The affirmed rating on TNB Western Energy is equalised with that of its ultimate parent TNB due largely to TNB's project completion support and rolling guarantee for the finance service payments on the sukuk. TNB's credit support in the form of funding commitments for project cost overruns of up to 10% and funding support for scheduled distributions on the sukuk for up to a 12-month period post scheduled commercial operation date (COD) of October 1, 2017 substantially mitigate the project risks during the construction phase. Although TNB's rolling guarantee only covers scheduled semi-annual distributions (principal and profit payments) on the sukuk on a non-accelerable basis, MARC opines that the rolling guarantee provides assurance of timely debt service payments in the event of plant underperformance. TNB Manjung Five's operational linkages to TNB, which is the project sponsor and offtaker, further underpin MARC's assessment of a high level of implicit parental support.

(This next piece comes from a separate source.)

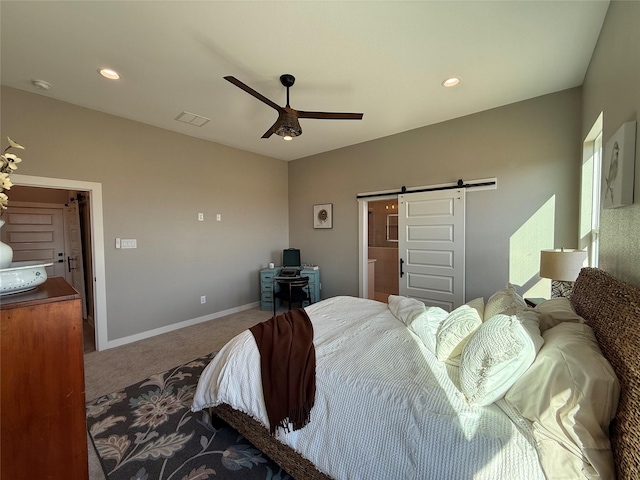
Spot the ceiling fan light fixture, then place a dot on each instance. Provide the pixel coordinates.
(109, 73)
(451, 82)
(289, 126)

The financing mix for the project is estimated at 71:29 comprising the sukuk proceeds and sponsor's equity contribution. The sponsor's equity will be a combination of direct equity and/or TNB-guaranteed equity bridge financing which is subordinated to the sukuk. As at July 31, 2014, the project's finance-to-equity ratio (FER) stood at 28:72, which is below the maximum pre-COD FER covenant of 80:20. Except for the final principal repayment amount due in 2033, the project revenues from the sale of capacity and energy under the PPA will be sufficient to meet its scheduled financial obligations, subject to meeting all the performance requirements as stipulated in the PPA. This is shown in the base case cash flow projection's minimum and average semi-annual finance service cover ratios (FSCR) of 1.27 times and 1.31 times respectively. MARC's sensitivity analysis indicates that the project cash flows will be able to withstand moderate plant performance shortfalls with the minimum semi-annual FSCRs (with cash balances) to be above 1.00 time. In the event of more severe and/or prolonged stress on the project cash flows during the operational phase, MARC believes that the sponsor's rolling guarantee and working capital facilities will address the short-term liquidity risks and expects that the project company to limit distribution to shareholders in order to restore its cash reserves. The aforementioned balloon repayment amount of RM1.3 billion in 2033 introduces TNB Western Energy to a significant refinancing risk which MARC believes is effectively transferred to TNB through the rolling guarantee. 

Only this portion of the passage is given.